Hey everyone, I finally got around to getting some pictures of my new girl. She thinks she's a princess, and she has been upset since being confined due to her broken pelvis. But... it has to be done, so... alas. 









This is the cage I keep her in when I'm cleaning out her current carrier... and when we're out and about. Like I said earlier, she has to be constantly restrained to let her pelvis heal. 









Aww, someone has never seen a camera before! ;D









My little girl gives the sweetest kisses.... hee. 

We're getting along real well, and I think she's getting used to the "confinement" thing... hopefully in six weeks she'll be healed or almost there!


----------



## jasugar (Feb 2, 2010)

She's beautiful.  

I had a chinny named Houdini.

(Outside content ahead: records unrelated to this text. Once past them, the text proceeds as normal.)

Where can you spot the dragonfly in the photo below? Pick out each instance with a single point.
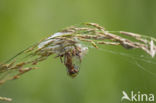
(69, 50)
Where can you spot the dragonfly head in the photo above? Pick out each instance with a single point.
(73, 72)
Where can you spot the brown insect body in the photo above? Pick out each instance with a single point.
(72, 68)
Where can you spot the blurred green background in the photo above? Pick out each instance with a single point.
(103, 75)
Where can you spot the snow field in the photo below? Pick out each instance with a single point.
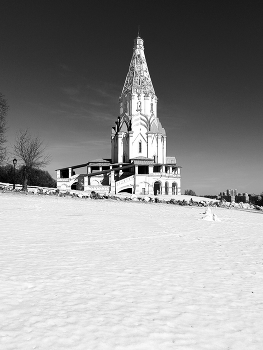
(90, 274)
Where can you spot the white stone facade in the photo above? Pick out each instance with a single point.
(138, 163)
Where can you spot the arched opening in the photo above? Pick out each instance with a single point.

Aptly named, he was a smart little booger. I loved him to death but he was just as ornery as could be! I started school and working full time and couldn't give the time I needed to him. They need a lot of loving to stay personable. They move FAST, too. Haha. :


----------



## leesha (Feb 15, 2010)

Aww, what a cute face.


----------



## psycho_ash (Sep 27, 2009)

ema-leigh said:


> how would you say they compare to rats? personality wise.


Well, Tia is much MUCH different from rats! Seriously. When I said that Tia thinks she's a princess, that is pretty much how all of them act (or so I was told). You aren't their "owner", you're their "servant", lol. 

Tia is very independent, and she isn't really into cuddling. But then again, it probably hurts her when I hold her, so... 

I think I'll have to answer this when she's not broken. 



jasugar said:


> They need a lot of loving to stay personable. They move FAST, too. Haha. :


They are fast... but Tia is not. Hopefully she will be!


----------